The game was surprisingly easy to pick up again. My skills were weaker but still there—for instance, I remembered how to catch and release the ball, but at first I couldn’t do it quickly enough. There was also a technical change in the game that took me a while to get the hang of. In the past, we would toss the stick into our nondominant hand to catch a ball on that side, but now, in a cool move that’s difficult to describe, you slide the stick into the nondominant hand.
My biggest challenges were the sprinting and endurance. In lacrosse you’re constantly racing up and down the field. The need to keep up with other players during a scrimmage motivated me to keep moving even when I thought I couldn’t do it any longer. Within a season, I had made great progress. Now I have much more speed and stamina when I’m in a game.
The team component is more vital for me at this age than it has ever been before. Discussions on the field about child rearing, job decisions, marriage and so on are priceless. But most of all, being on a team like this proves that when you’re in your forties, it’s not all over. Playing lacrosse now makes me feel powerful, not just on the field but in my life.
SPORT: DISTANCE RUNNING
Allison Kimmich | 42
Montclair, New Jersey
Executive director of a women’s nonprofit
I really enjoy the challenge of setting a goal and achieving it. So last year, when I was trying to get more exercise and be a healthy role model for my children, I decided to run a fairly long race, something I had not done for about 12 years. I managed to find the right training program online (from marathon guru Hal Higdon, halhigdon.com/15Ktraining/GateIntro.htm). The goal was to gradually build up from three miles to 9.3 miles over eight weeks—and I really stuck to it.

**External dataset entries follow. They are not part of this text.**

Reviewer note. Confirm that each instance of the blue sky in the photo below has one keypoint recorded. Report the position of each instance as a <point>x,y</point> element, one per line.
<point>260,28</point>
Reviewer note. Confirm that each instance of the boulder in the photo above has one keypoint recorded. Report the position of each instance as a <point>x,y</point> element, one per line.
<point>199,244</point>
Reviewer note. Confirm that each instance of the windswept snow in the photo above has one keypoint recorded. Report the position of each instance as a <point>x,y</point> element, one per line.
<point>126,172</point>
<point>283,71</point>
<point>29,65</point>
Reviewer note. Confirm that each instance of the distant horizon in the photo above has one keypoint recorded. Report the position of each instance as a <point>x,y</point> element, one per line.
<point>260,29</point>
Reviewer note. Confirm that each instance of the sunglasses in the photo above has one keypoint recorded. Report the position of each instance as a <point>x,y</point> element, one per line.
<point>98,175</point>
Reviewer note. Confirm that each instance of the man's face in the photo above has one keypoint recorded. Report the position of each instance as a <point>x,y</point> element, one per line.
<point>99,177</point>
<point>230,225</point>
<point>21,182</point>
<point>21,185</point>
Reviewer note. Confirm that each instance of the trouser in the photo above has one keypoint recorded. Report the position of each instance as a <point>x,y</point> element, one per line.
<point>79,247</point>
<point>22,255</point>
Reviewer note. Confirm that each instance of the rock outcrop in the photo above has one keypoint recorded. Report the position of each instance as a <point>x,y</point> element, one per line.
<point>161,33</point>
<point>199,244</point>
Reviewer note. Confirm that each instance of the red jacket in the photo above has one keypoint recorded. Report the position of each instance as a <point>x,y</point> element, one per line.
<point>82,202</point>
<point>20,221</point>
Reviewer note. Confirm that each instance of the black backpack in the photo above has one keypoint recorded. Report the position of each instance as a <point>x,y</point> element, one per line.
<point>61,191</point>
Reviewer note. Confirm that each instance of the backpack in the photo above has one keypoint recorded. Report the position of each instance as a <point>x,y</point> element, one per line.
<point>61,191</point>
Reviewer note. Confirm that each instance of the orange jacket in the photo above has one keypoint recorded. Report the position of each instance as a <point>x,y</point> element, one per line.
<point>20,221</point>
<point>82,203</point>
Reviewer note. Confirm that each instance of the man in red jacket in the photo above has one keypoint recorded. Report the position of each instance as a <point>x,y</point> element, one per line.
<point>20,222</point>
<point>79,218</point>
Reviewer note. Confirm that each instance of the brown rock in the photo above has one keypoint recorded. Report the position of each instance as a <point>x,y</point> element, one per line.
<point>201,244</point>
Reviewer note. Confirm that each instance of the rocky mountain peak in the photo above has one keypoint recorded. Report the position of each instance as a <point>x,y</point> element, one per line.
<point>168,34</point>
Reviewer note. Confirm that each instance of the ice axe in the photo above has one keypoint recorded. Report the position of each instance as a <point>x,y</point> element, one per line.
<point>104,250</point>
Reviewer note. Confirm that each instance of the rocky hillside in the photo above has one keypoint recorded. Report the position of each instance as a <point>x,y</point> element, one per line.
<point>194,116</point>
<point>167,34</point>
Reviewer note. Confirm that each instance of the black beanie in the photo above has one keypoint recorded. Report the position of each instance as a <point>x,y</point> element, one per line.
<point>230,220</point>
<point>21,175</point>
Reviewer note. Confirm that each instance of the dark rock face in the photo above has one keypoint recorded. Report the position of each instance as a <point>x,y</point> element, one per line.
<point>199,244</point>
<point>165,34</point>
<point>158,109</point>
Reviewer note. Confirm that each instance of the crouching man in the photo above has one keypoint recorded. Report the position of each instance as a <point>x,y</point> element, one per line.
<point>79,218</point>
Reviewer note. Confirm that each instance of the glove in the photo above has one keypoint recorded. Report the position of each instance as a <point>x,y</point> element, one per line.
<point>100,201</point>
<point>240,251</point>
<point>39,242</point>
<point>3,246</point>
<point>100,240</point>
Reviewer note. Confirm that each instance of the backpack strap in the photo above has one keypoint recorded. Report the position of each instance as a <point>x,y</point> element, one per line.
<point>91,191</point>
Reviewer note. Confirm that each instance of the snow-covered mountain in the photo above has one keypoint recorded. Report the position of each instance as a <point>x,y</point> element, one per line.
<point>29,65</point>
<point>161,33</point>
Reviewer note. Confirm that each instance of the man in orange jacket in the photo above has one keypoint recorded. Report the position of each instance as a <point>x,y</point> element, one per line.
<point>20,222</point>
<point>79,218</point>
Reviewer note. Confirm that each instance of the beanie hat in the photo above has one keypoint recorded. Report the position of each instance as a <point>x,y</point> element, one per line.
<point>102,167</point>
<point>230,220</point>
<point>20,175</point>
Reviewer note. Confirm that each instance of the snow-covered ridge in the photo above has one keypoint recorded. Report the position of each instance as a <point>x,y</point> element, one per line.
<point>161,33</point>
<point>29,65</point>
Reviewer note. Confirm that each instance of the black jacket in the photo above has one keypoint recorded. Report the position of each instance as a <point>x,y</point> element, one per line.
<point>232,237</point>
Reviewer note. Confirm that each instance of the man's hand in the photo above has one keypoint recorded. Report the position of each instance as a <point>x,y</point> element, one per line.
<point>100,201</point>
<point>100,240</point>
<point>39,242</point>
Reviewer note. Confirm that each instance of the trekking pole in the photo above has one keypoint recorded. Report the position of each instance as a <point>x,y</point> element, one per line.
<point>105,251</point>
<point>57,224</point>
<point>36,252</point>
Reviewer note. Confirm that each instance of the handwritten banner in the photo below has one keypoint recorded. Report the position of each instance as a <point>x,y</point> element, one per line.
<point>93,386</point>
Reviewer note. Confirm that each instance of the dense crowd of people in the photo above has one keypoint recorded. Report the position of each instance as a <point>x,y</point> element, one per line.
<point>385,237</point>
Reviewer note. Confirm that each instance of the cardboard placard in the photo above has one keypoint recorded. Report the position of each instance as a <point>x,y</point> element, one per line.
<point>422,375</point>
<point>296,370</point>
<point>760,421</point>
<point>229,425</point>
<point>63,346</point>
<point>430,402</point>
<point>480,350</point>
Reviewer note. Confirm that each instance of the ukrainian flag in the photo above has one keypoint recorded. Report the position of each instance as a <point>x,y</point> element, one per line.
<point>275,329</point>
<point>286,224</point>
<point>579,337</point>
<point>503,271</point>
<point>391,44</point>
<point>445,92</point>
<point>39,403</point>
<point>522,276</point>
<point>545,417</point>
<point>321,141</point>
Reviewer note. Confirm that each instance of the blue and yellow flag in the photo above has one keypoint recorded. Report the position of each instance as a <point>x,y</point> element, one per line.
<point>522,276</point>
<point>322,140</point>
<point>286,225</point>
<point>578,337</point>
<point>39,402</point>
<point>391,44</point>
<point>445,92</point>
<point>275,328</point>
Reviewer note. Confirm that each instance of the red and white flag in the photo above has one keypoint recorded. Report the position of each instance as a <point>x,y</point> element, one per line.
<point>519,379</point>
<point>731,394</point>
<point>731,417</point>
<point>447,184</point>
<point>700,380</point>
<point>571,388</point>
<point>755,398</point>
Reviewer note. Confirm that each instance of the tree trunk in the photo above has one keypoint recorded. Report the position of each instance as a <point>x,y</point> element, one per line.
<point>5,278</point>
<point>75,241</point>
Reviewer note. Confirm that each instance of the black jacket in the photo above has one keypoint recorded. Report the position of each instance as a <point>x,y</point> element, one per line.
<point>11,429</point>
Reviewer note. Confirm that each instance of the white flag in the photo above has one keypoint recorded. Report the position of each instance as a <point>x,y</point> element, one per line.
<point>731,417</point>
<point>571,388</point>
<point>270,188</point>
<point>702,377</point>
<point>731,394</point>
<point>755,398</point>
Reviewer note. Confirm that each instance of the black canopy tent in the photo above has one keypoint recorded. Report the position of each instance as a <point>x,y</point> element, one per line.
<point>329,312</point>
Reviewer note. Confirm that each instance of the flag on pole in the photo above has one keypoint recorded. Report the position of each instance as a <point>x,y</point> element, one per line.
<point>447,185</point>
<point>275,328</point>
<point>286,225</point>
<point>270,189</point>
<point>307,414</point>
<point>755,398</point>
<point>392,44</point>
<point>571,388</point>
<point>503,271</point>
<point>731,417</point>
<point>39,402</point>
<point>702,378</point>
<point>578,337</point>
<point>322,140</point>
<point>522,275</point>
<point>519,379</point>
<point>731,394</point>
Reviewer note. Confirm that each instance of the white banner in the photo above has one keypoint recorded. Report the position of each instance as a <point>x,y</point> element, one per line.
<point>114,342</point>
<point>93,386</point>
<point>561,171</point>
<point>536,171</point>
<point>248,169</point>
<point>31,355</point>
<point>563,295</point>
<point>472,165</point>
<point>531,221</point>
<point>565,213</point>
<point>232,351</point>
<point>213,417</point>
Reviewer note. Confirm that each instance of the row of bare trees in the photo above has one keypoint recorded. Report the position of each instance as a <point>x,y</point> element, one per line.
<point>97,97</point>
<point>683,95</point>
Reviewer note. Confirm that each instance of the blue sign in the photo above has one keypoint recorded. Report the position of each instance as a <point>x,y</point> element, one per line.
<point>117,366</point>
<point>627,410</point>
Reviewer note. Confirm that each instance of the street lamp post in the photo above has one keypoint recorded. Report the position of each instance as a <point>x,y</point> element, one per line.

I was amazed at how easy it was to train. The endorphin release definitely helped—it made me feel alive and exhilarated. And it was nice to operate in a different kind of mind-set than I do at my job. My work is very abstract, but when I’m running, concentration is required—focus on the next mile, then the one after that—and I’m not so concerned with the long term. I’ve been doing Pilates for the past three years, so I’m generally stronger, particularly in my core, than I was when I was younger. And because of the Pilates work, I think much more about my running form now. I concentrate on keeping my shoulders down and pulled back so my lungs can get the maximum oxygen.
Last November I completed a 15-Krace. Finishing those 9.3 miles in a better time than I had done while training gave me a terrific sense of accomplishment. I’d like to do a half-marathon in the spring—maybe the More/Fitness half-marathon—and to train for that, I’ll focus a little more on improving my speed. One of the unexpected pleasures of all this is that my 10-year-old daughter did a 5-K in early January. Now I know I’m being a healthy role model!
Jane Ward | 59
Part-time ophthalmologist, graduate student
When I was a student at Wellesley College, I loved rowing with the MIT team on the Charles River in Boston. I continued the sport during my advanced studies at the University of California, Berkeley. But after that, I didn’t have time for the activity. Still, I always missed being on the water and the push of training hard for races.
Last spring, 34 years after I last rowed, I met a woman who encouraged me to come back to the sport by joining the Potomac Boat Club, a rowing club in Washington, D.C. Despite some hesitation over scheduling and the 5 am training, I gave it a try. I was a bit anxious about keeping up during the practices for the first week or two. And after the workouts I was pretty tired because I hadn’t been exercising that hard on my own. But I soon felt at home again in the boat. I love being out on the water in the early -morning—it’s both peaceful and energizing. I also enjoy the challenge of several women working together as a crew to coordinate each stroke.